Em certo ano terrível de peste entre os animais, o leão, mais apreensivo, consultou um macaco de barbas brancas.

- Esta peste é um castigo do céu - respondeu o macaco - e o remédio é aplacarmos a cólera divina sacrificando aos deuses um de nós.

- Qual? - perguntou o leão.

- O mais carregado de crimes.

O leão fechou os olhos, concentrou-se e, depois duma pausa, disse aos súditos reunidos em redor:

- Amigos! É fora de dúvida que quem deve sacrificar-se sou eu. Cometi grandes crimes, matei centenas de veados, devorei inúmeras ovelhas e até vários pastores. Ofereço-me, pois, para o acrifício necessário ao bem comum.

A raposa adiantou-se e disse:

- Acho conveniente ouvir a confissão das outras feras. Porque, para mim, nada do que Vossa Majestade alegou constitui crime. São coisas que até que honram o nosso virtuosíssimo rei Leão.

Grandes aplausos abafaram as últimas palavras da bajuladora e o leão foi posto de lado como impróprio para o sacrifício.

Apresentou-se em seguida o tigre e repete-se a cena. Acusa-se de mil crimes, mas a raposa mostra que também ele era um anjo de inocência.

E o mesmo aconteceu com todas as outras feras.

Nisto chega a vez do burro. Adianta-se o pobre animal e diz:

- A consciência só me acusa de haver comido uma folha de couve da horta do senhor vigário.
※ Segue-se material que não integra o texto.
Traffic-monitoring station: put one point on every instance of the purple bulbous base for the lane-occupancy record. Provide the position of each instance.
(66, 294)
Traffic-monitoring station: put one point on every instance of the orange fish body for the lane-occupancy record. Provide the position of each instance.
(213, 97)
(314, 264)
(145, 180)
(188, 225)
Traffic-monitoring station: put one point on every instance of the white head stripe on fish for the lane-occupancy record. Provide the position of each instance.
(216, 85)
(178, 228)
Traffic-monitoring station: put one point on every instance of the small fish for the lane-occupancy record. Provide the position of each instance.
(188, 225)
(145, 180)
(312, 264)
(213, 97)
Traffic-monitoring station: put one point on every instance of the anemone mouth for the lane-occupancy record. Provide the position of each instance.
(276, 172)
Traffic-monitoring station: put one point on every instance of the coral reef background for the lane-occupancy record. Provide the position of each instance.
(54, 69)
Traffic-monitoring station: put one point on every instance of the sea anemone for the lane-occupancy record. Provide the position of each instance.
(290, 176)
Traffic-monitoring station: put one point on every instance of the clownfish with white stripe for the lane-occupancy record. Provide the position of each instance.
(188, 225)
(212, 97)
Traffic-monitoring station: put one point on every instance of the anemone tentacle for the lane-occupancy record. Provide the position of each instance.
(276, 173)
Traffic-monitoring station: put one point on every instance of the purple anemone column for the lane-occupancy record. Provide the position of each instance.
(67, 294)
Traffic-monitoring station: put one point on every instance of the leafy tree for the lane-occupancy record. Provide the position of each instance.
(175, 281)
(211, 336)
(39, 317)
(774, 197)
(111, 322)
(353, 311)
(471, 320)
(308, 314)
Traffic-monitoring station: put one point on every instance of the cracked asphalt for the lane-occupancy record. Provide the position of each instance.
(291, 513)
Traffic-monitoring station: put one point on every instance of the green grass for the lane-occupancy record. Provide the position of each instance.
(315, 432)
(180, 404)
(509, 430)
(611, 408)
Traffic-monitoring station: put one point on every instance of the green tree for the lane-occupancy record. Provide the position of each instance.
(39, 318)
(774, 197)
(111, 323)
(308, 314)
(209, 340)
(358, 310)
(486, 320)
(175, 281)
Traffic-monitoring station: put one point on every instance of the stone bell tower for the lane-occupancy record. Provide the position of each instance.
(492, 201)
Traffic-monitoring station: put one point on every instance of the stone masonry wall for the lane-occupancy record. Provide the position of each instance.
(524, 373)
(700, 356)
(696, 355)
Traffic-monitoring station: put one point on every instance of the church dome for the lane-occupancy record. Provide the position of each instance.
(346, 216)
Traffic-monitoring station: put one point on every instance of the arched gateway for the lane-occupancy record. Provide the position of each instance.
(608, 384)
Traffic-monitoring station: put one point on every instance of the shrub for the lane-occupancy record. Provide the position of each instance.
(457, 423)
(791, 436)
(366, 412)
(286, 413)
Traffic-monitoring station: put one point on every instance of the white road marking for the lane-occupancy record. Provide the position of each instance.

Os animais entreolharam-se. Era muito sério aquilo. A raposa toma a palavra:

- Eis amigos, o grande criminoso! Tão horrível o que ele nos conta, que é inútil prosseguirmos na investigação. A vítima a sacrificar-se aos deuses não pode ser outra porque não pode haver crime maior do que furtar a sacratíssima couve do senhor vigário.

Toda a bicharada concordou e o triste burro foi unanimamente eleito para o sacrifício.

Moral da Estória:
Aos poderosos, tudo se desculpa…
Aos miseráveis, nada se perdoa.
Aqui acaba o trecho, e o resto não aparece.